By default, two versions are available for newly created index tables.

index_config_v1: the index table that you configure for the first time. If you have pushed the configuration and rebuilt the indexes, the status of the index table changes to In Use. If you have not pushed the configuration or rebuilt the indexes, the status of the index table changes to Unused.
index_config_edit: the index table that is being modified. The index table is in the Modifying state.

If the index table versions are published in a consecutive manner, the version numbers are incremental. For example, the second version is named index_config_v2 and the third version is named index_config_v3. To distinguish index table versions, you must enter the description of each version.

Modify and publish a new index table version:

Find the version that is in the Modifying state and click Modify.

After modification, click Save Version.

You can also switch to developer mode to manually modify the schema.

Find the version that is in the Modifying state, click Publish, and then enter the description. Then, click OK.

In this step, the system generates a new index table version for the index table. The index table version is in the Unused state.

If you want to make the new index table take effect in the cluster, choose O&M Center > O&M Management, click Update Configurations, and then select Push Configurations and Trigger Reindexing in the panel that appears.

Delete an index table version:

You can delete an index table version that is in the Unused state.
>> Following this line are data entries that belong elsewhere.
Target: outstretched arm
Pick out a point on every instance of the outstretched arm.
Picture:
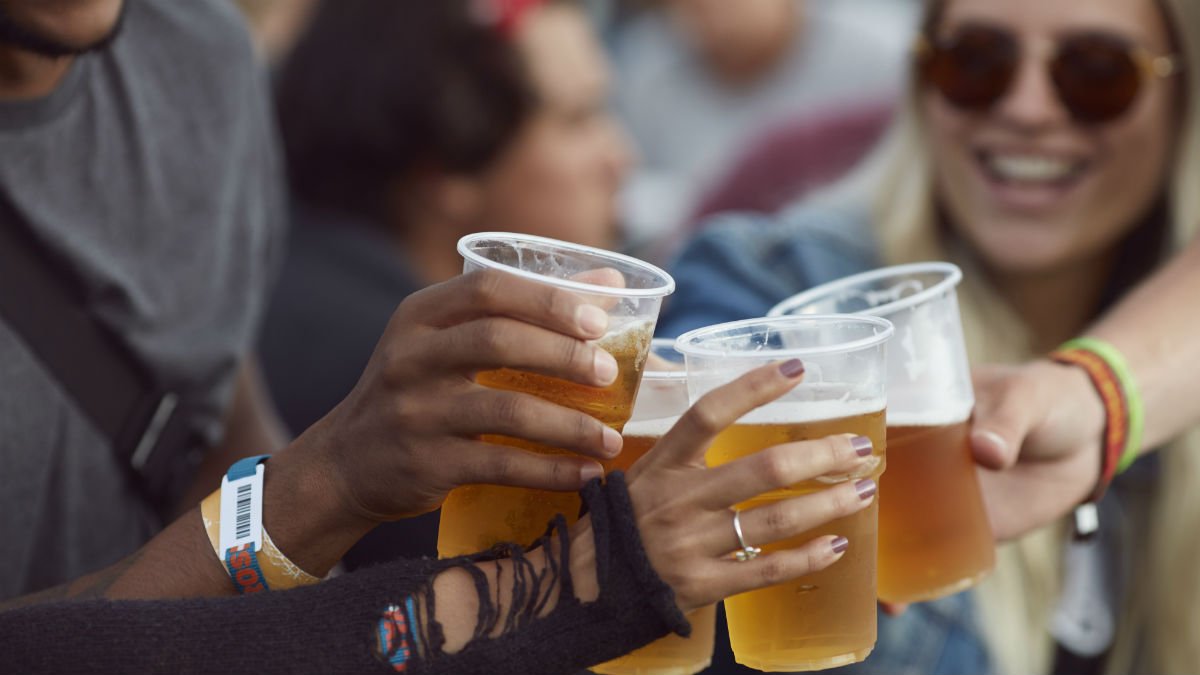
(1042, 422)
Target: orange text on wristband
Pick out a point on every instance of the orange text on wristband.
(252, 566)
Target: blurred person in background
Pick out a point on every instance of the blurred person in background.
(138, 175)
(276, 24)
(699, 79)
(1053, 151)
(407, 125)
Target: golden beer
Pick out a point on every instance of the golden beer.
(826, 619)
(934, 532)
(477, 517)
(671, 655)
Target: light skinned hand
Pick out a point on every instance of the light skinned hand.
(1036, 437)
(408, 431)
(683, 508)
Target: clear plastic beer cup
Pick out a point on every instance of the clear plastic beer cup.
(934, 532)
(660, 401)
(826, 619)
(477, 517)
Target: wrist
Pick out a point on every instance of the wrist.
(1087, 412)
(304, 514)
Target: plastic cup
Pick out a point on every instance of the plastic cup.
(934, 532)
(826, 619)
(477, 517)
(661, 400)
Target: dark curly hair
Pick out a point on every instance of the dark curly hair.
(378, 88)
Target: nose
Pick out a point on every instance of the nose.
(1032, 101)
View an index table version:

Click View to go to the configuration page of the index table version. You have read-only permissions on the page.

Administrator mode:

Developer mode:

Delete an index table

You can delete an index table that does not contain a version in the In Use state.
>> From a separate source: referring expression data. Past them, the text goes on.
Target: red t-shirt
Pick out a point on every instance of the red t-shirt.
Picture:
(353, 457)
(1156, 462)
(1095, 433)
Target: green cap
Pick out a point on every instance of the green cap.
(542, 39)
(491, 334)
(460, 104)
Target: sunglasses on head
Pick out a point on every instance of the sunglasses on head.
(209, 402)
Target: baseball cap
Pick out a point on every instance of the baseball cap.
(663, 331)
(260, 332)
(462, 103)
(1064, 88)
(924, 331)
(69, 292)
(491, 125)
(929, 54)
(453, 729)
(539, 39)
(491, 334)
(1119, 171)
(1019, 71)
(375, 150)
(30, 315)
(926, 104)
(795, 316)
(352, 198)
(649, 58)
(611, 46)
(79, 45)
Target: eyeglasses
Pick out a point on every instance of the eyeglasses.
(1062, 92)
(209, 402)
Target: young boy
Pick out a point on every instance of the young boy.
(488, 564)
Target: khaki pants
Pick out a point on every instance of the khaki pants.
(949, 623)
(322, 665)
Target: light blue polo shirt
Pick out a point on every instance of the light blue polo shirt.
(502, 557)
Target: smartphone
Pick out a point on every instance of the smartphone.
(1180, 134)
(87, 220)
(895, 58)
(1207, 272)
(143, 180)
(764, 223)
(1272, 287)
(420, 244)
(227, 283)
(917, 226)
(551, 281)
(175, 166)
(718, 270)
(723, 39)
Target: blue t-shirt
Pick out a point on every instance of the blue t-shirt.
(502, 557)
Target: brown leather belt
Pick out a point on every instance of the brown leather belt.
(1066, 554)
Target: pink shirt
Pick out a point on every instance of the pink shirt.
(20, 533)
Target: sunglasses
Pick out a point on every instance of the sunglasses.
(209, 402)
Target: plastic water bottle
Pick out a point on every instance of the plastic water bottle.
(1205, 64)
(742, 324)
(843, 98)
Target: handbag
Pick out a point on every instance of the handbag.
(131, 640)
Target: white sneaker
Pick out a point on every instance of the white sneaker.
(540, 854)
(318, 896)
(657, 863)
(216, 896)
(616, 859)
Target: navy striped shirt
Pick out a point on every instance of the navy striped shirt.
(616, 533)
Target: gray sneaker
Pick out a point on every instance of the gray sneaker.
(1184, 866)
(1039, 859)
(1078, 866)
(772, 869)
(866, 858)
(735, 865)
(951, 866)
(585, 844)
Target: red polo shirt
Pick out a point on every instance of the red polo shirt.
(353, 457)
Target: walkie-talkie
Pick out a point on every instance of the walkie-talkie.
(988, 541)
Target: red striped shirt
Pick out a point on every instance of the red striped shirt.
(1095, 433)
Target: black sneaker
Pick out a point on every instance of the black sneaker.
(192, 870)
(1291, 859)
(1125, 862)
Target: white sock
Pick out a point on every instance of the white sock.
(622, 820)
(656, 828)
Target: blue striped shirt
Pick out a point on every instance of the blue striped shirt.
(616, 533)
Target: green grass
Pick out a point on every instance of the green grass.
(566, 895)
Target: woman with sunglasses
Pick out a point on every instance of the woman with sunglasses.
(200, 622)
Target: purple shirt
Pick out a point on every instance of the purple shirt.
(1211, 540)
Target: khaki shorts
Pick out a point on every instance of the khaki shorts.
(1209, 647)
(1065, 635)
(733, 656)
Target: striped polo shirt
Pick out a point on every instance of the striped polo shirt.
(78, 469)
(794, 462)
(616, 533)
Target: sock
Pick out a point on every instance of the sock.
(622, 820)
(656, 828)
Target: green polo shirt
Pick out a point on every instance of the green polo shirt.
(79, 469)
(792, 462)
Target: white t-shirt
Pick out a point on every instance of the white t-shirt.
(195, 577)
If an index table contains a version in the In Use state, you can delete the index table only by performing the following steps:

Choose O&M Management > Deployment Management, modify the index table, and then turn off Take Effect Online.

Then, choose Configuration Center > Index Schema, find the index table that you want to delete, and then click Delete.

Note: If Take Effect Online is turned off on the deployment management page, you must delete the index table from the index schema. Otherwise, the query performance of the online clusters will be affected.

Usage notes:

When you add an index table, you must specify a data source. If no data source exists, you must add a data source before you add an index table.
After an index table is created, you cannot change the index table name.
If an index table contains a version in the In Use state, you cannot directly delete the index table.
Each index table can contain only one version in the Modifying state.